November 25, 2011 Ryukyu Shimpo
At a press conference on November 24, Foreign Minister Koichiro Gemba announced that the Japanese and the U.S. governments have reached an agreement under the new framework by which Japan will be granted jurisdiction over serious crimes such as a fatal traffic accidents committed by civilian employees of U.S. military in Japan that have occurred “in the line of duty” if the United States authorities do not conduct a criminal prosecution and agree to give Japan “favorable consideration” to exercise jurisdiction.
Both governments agreed to improve the application of the U.S.-Japan Status of Forces Agreement.
At the Japan-U.S. Joint Committee meeting on November 23, they confirmed that this is an adjustment of the application of the U.S.-Japan Status of Forces Agreement, and while this improvement of the application of the law is expected to resolve the illogical situation in which neither the Japanese nor the U.S. governments conduct a criminal trial in the cases of crimes or incidents involving U.S. military civilian employees on duty, the United States continues to have jurisdiction in these cases due to the fact that no actual changes have been made to the Agreement that primary jurisdiction over this is determined to be with the United States.
Following the agreement reached by both governments under the new framework, the United States authorities stated that they would not conduct criminal prosecution over a case of a fatal traffic accident that occurred in Okinawa City this January. The Naha District Public Prosecutors Office then decided to indict the 24 year-old male U.S. military civilian employee alleged to have caused the accident on charges of negligent driving resulting in death. This latest announcement is part of the government’s effort to curb growing anti-American sentiments in Okinawa, which faces the issue of the planned relocation of the Futenma base within the prefecture.
Article 17 of the Status of Forces Agreement gives the United States primary jurisdiction in cases involving U.S. military civilian employees who cause accidents or commit crimes when on duty.
On the other hand, in 1960 the Supreme Court of the United States ruled it unconstitutional to bring U.S. military civilian employees, who are involved in crime or incidents on duty, to a court martial in times of peace. Subsequently, both countries lost the foundation to criminally prosecute these offenses. However, because the United States authorities did not issue Certificates of Official Duty at that stage, it was possible for Japan to indict offenders.
But as a result of establishment of Military Extraterritorial Jurisdiction Act in 2000, since 2006 the United States authorities have resumed issuing Certificates of Official Duty.

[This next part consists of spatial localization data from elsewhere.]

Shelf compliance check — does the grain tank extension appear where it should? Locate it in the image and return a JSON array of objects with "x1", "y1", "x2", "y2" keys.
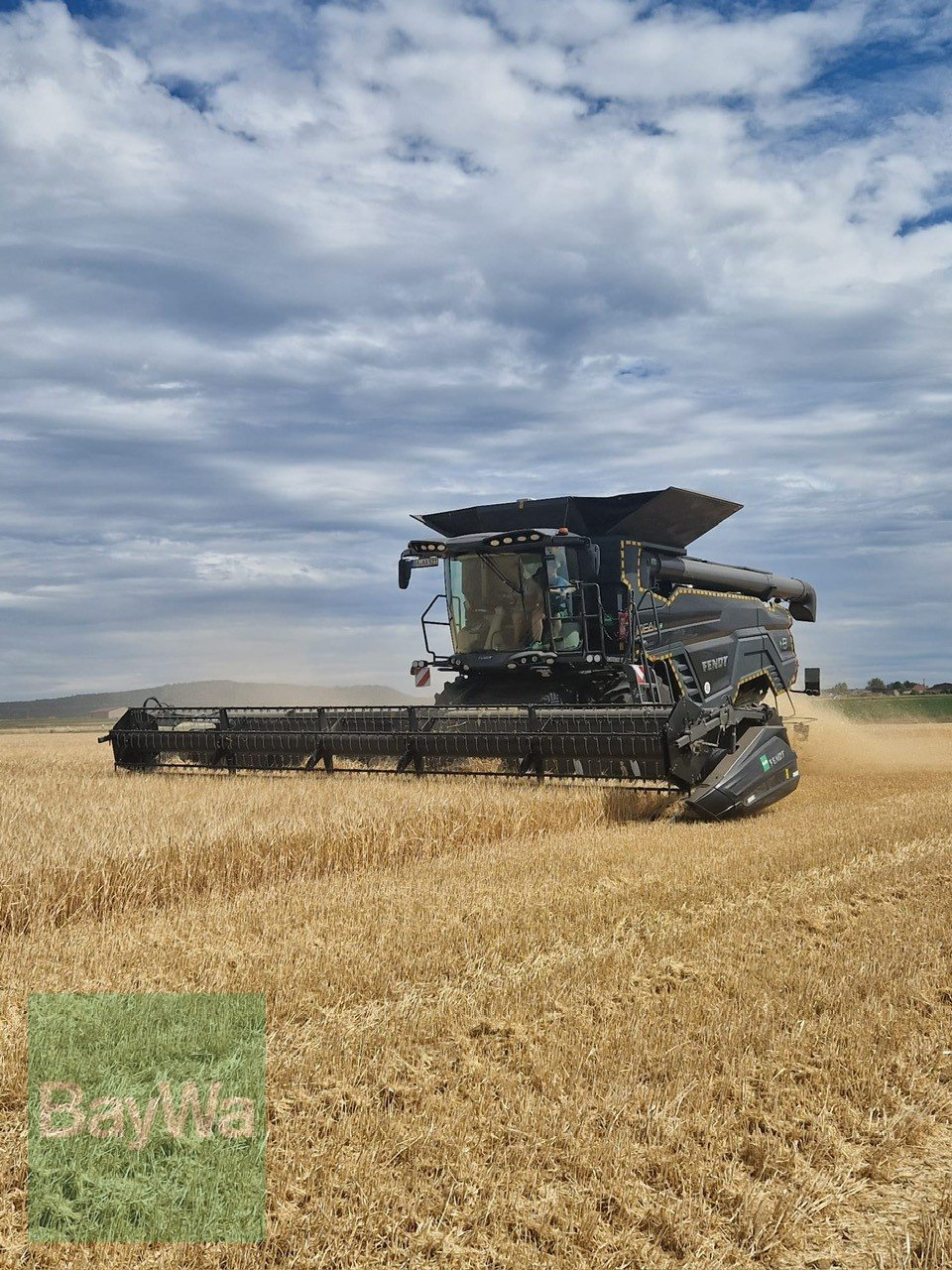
[{"x1": 101, "y1": 488, "x2": 816, "y2": 820}]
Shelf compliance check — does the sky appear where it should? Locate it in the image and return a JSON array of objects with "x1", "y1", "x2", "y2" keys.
[{"x1": 0, "y1": 0, "x2": 952, "y2": 698}]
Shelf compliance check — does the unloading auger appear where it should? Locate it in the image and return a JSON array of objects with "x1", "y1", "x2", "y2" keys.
[{"x1": 100, "y1": 486, "x2": 819, "y2": 821}]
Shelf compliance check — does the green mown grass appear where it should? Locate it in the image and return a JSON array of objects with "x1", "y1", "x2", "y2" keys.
[{"x1": 828, "y1": 695, "x2": 952, "y2": 722}]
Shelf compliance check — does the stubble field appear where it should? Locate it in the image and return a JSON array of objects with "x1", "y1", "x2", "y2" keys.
[{"x1": 0, "y1": 716, "x2": 952, "y2": 1270}]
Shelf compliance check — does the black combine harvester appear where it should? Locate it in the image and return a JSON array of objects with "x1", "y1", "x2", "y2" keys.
[{"x1": 101, "y1": 488, "x2": 819, "y2": 820}]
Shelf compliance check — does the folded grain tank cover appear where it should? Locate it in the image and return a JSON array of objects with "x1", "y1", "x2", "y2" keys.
[{"x1": 414, "y1": 485, "x2": 743, "y2": 550}]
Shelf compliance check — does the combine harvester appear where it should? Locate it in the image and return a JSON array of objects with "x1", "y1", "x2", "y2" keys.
[{"x1": 101, "y1": 488, "x2": 819, "y2": 821}]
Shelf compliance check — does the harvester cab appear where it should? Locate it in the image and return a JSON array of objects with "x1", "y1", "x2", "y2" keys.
[{"x1": 101, "y1": 486, "x2": 816, "y2": 820}]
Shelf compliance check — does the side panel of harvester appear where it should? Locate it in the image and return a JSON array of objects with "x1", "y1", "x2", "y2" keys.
[{"x1": 622, "y1": 543, "x2": 798, "y2": 710}]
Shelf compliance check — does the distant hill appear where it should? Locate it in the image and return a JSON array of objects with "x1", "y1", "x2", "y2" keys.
[{"x1": 0, "y1": 680, "x2": 430, "y2": 722}]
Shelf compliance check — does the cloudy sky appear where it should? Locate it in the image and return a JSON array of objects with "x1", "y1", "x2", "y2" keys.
[{"x1": 0, "y1": 0, "x2": 952, "y2": 698}]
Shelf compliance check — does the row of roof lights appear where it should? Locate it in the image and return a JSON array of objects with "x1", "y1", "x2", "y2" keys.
[{"x1": 489, "y1": 534, "x2": 542, "y2": 548}]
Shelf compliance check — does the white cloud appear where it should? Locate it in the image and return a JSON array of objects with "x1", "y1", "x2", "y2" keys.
[{"x1": 0, "y1": 0, "x2": 952, "y2": 695}]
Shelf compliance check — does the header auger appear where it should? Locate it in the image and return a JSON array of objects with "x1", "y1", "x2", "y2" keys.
[{"x1": 101, "y1": 486, "x2": 816, "y2": 820}]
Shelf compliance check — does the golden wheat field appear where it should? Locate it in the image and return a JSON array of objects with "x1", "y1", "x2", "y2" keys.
[{"x1": 0, "y1": 717, "x2": 952, "y2": 1270}]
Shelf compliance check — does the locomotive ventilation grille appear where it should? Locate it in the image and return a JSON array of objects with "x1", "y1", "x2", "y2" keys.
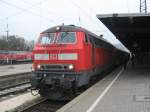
[{"x1": 41, "y1": 64, "x2": 69, "y2": 70}]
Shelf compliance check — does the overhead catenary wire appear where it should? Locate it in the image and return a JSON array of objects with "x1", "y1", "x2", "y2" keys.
[{"x1": 0, "y1": 0, "x2": 55, "y2": 23}]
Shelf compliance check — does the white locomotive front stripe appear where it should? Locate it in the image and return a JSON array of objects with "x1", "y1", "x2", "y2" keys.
[
  {"x1": 58, "y1": 53, "x2": 78, "y2": 60},
  {"x1": 34, "y1": 53, "x2": 78, "y2": 60},
  {"x1": 34, "y1": 54, "x2": 49, "y2": 60}
]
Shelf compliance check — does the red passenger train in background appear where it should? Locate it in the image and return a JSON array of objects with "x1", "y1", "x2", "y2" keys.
[
  {"x1": 31, "y1": 25, "x2": 129, "y2": 99},
  {"x1": 0, "y1": 50, "x2": 33, "y2": 64}
]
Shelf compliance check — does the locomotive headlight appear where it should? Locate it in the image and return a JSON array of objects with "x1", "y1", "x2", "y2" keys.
[
  {"x1": 37, "y1": 65, "x2": 41, "y2": 69},
  {"x1": 68, "y1": 65, "x2": 74, "y2": 70}
]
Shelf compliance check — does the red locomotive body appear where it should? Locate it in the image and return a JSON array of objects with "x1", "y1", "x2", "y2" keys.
[{"x1": 31, "y1": 25, "x2": 127, "y2": 99}]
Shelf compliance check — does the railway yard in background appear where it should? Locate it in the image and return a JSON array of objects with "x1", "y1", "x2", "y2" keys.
[{"x1": 0, "y1": 0, "x2": 150, "y2": 112}]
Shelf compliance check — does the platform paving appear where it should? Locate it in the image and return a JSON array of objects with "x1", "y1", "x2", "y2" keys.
[
  {"x1": 58, "y1": 65, "x2": 150, "y2": 112},
  {"x1": 0, "y1": 64, "x2": 32, "y2": 76}
]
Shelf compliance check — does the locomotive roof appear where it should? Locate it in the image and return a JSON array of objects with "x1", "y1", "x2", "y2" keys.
[{"x1": 42, "y1": 25, "x2": 114, "y2": 47}]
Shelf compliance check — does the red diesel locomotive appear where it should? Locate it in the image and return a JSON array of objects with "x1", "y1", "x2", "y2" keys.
[{"x1": 31, "y1": 25, "x2": 127, "y2": 99}]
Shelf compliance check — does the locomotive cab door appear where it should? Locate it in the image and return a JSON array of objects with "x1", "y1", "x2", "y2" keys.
[{"x1": 89, "y1": 36, "x2": 95, "y2": 67}]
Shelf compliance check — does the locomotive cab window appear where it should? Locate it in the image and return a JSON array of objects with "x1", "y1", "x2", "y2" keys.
[
  {"x1": 57, "y1": 32, "x2": 76, "y2": 44},
  {"x1": 39, "y1": 33, "x2": 55, "y2": 45}
]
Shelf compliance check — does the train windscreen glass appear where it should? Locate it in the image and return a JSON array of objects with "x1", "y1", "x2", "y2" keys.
[
  {"x1": 39, "y1": 33, "x2": 55, "y2": 45},
  {"x1": 56, "y1": 32, "x2": 76, "y2": 44}
]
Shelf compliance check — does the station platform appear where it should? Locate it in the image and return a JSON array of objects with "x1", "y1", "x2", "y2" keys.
[
  {"x1": 0, "y1": 64, "x2": 32, "y2": 76},
  {"x1": 57, "y1": 65, "x2": 150, "y2": 112}
]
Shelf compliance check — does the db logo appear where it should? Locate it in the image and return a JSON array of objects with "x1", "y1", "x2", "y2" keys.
[{"x1": 49, "y1": 54, "x2": 58, "y2": 60}]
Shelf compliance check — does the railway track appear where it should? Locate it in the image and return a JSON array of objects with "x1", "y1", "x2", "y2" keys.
[
  {"x1": 0, "y1": 83, "x2": 31, "y2": 100},
  {"x1": 0, "y1": 72, "x2": 31, "y2": 90},
  {"x1": 0, "y1": 72, "x2": 31, "y2": 101},
  {"x1": 20, "y1": 100, "x2": 68, "y2": 112}
]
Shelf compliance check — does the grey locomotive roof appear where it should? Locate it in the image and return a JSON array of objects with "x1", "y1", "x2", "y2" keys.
[{"x1": 42, "y1": 25, "x2": 114, "y2": 47}]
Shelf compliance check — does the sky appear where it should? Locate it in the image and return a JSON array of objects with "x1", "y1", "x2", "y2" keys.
[{"x1": 0, "y1": 0, "x2": 150, "y2": 50}]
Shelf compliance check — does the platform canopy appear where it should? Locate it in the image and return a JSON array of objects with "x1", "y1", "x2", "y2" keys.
[{"x1": 97, "y1": 13, "x2": 150, "y2": 52}]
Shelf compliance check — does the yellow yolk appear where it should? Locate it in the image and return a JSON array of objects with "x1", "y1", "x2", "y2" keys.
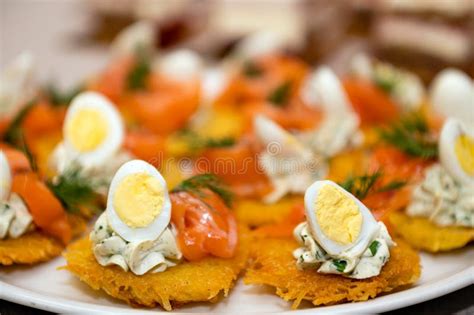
[
  {"x1": 113, "y1": 173, "x2": 164, "y2": 228},
  {"x1": 315, "y1": 185, "x2": 362, "y2": 245},
  {"x1": 66, "y1": 108, "x2": 108, "y2": 152},
  {"x1": 454, "y1": 135, "x2": 474, "y2": 176}
]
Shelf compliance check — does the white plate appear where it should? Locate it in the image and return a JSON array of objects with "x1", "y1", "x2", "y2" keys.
[{"x1": 0, "y1": 246, "x2": 474, "y2": 314}]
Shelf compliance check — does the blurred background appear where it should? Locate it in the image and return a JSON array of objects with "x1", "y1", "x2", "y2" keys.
[{"x1": 0, "y1": 0, "x2": 474, "y2": 87}]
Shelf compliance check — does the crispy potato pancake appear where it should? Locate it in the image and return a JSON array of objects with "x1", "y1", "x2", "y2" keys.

Although the United States authorities issued such certificates for all the 62 cases of crime or incidents involving U.S. military civilian employees in Japan that have occurred “in the line of duty” during the five-year period of 2006-2010, and claimed its primary jurisdictions over the cases, none of those were brought to a court-martial, and 27 cases of those were processed as being not subject to punishment, with disciplinary action against the suspected civilian employees being taken in 35 cases.
≪Terminology related to the U.S.-Japan Status of Forces Agreement.≫
The U.S.-Japan Status of Forces Agreement is an agreement between Japan and the U.S. that was approved and enacted in 1960 as stipulated in Article VI of the U.S.-Japan Security Treaty. It is an agreement concerning the legal status of United States Armed Forces stationed in Japan, and the management and operation of military bases.
The Agreement gives the United States authorities primary jurisdiction over cases of crime or incidents caused by U.S. military service members and civilians “on duty” when both Japanese and the United States authorities compete for jurisdiction over the cases. It gives Japan the right to exert jurisdiction in cases only if the U.S. waives its jurisdiction, or in the case of crimes or incidents caused by U.S. military service members and civilians who are “off duty.” The opinion does exist that Japan has exclusive jurisdiction over the cases since the Supreme Court of the United States has ruled it unconstitutional to bring U.S. military civilian employees involved in crime or incidents on duty to a court martial in times of peace.